Governance & Operational Best Practices
Custody
- 81% use independent custodians (up from 52% in 2018)
- No single custodian dominates—market remains fragmented
- Regulated custodians with SOC reports are preferred for transparency
Fund Administration
- 86% use independent fund administrators
- Independent NAV calculation is now standard for investor trust
Independent Directors
- 43% have at least one independent director (up from 25%)
- Critical for fair decision-making during redemptions or side pockets
Jurisdictions
Top fund domiciles:
- Cayman Islands (42%)
- United States (38%)
- British Virgin Islands (8%)
Top manager locations:
- United States (52%)
- United Kingdom (15%)
- Gibraltar, Switzerland, Hong Kong
Liquidity Terms and Investor Access
Most funds impose capital restrictions:
- 65% have hard or soft locks
- 63% employ redemption gates (fund-level or investor-level)

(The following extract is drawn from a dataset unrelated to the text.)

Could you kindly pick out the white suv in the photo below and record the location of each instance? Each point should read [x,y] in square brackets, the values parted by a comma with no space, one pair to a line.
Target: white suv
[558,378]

Redemption terms vary by strategy:
| Strategy | Frequency | Notice | Lock-up |
|---|---|---|---|
| Quantitative | Monthly | 30–60 days | 12 months |
| Discretionary Long Only | Monthly | 30 days | 18 months |
| Long/Short & Multi-strategy | Quarterly | 30–60 days | 12 months |
Gates protect remaining investors from fire sales during mass redemptions, especially important given crypto’s volatility and illiquid assets.
Legal, Regulatory & Tax Considerations
Crypto funds face unique tax challenges:
- Income from staking, mining, lending may be treated as business income
- Hard forks and airdrops can trigger taxable events
- Wash sale and straddle rules may apply depending on asset classification
- Mark-to-market elections depend on whether crypto is deemed securities or commodities
- Tax safe-harbor regimes in jurisdictions like the UK, Singapore, and Hong Kong often exclude utility tokens
Legal structuring must balance investor appeal with regulatory compliance across multiple jurisdictions.
Frequently Asked Questions (FAQ)
What defines a crypto hedge fund?
A crypto hedge fund is an actively managed investment vehicle that trades liquid public cryptocurrencies and related instruments using strategies such as long/short, quantitative trading, or multi-strategy approaches. It excludes passive index funds and venture capital investments.
Why did median fund performance improve so dramatically in 2019?
The jump from -46% (2018) to +30% (2019) reflects both market recovery and survivorship bias—only surviving funds reported data. Poorly performing funds likely shut down, inflating overall averages.
How do crypto hedge funds generate returns beyond trading?
Many engage in staking, lending, yield farming, and market-making. These activities generate passive income streams but require deep technical knowledge and infrastructure.
Are crypto hedge funds becoming more institutional?
Yes. Rising use of independent custodians (81%), administrators (86%), and independent directors (43%) shows increasing adoption of traditional finance standards to attract institutional capital.
What are the main risks for investors?
Key risks include illiquidity, lack of transparency in valuation, counterparty exposure (especially on exchanges), regulatory uncertainty, and operational vulnerabilities related to private key management.
How do fees compare to traditional hedge funds?
Fees are similar—typically "2 and 20"—but smaller AuMs make cost recovery difficult. Some funds raise additional capital via GP stake sales or diversified revenue streams.
Final Thoughts: The Path Toward Institutionalization
The 2020 data reveals a clear trend: the crypto hedge fund industry is maturing rapidly. With improved governance, professional teams, third-party oversight, and diversified strategies, these funds are increasingly positioned to attract institutional investors.
Yet challenges remain—scalability, sustainable fee models, tax clarity, and consistent performance. As the ecosystem evolves, only those funds that combine financial acumen with technological depth will thrive.